FPGA Projects

Figure 1-1 Precise clock distribution using optical fiber diagram

Figure 1-2 Data and instruction transmission using optical fiber diagram

Figure 1-3 Block diagram of the verification system and testing method

Figure 1-4 Real world system and testing environment

Figure 2-1 Block diagram of the digital phase lock drift compensator

Figure 3-1 FPGA system top level block diagram

Figure 3-2 Block diagram of the digital phase lock processing module

Figure 4-1 clock synchronization performance (open loop)

Figure 4-2 clock synchronization performance (close loop)

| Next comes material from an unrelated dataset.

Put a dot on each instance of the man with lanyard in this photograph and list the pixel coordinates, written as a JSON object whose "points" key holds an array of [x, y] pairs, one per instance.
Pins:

Distributed data acquisition system over long distance for radio astronomy telescope based on optical fiber

1, Overview

This distributed data acquisition system use optical fiber to implement precise clock distribution and data/instruction transmission at the same time. It is designed for low frequency radio astronomy telescope (China’s 21CMA) to replace their analogy beamforming to digital beamforming and improve their system performance.

I built a verification system simulating two nodes, one local node and one remote node. The system contains two FPGA board (Xilinx KC705), two ADC board (ADI AD9361), two clock jitter cleaner board (TI LMK04906) and some other support hardware. I design and implement the entire FPGA software and write part of the driver and windows application on the PC side.

The highlight of this system is that the design of a digital phase lock method to compensate the length drift of the optical fiber because of the change of temperature and hugely decrease the long-term clock jitter in the remote side. We test the clock synchronization performance between the local and remote node using this method, the short-term jitter is 1.2ps RMS and the long-term jitter is 5ps RMS. The optical fiber is 200 meter in length and the temperature changes dramatically (at least 30 degree in range). I have been writing a patent based on this method and it will be published soon.

Figure 1-1 Figure 1-2 are the basic diagram of the precise clock distribution and data/instruction transmission using optical fiber.

Figure 1-3 is the block diagram of the verification system and the testing method. The basic idea is as follow. We used the signal generator and splitter two generate two identical input signal. This two identical signal were input to the local and remote ADC sampling board. We control the system to sampling the signal at the same time (through the local node) and store the sampling data in the DDR3 memory in the FPGA mother board. Then we transmitted the remote node sampling data to the local node. Finally, we transmitted the local/remote sampling data to the control/analysis PC through PCI-Express interface and analyse the short-term and long-term clock jitter using FFT. Figure 1-4 is the real world system and testing environment.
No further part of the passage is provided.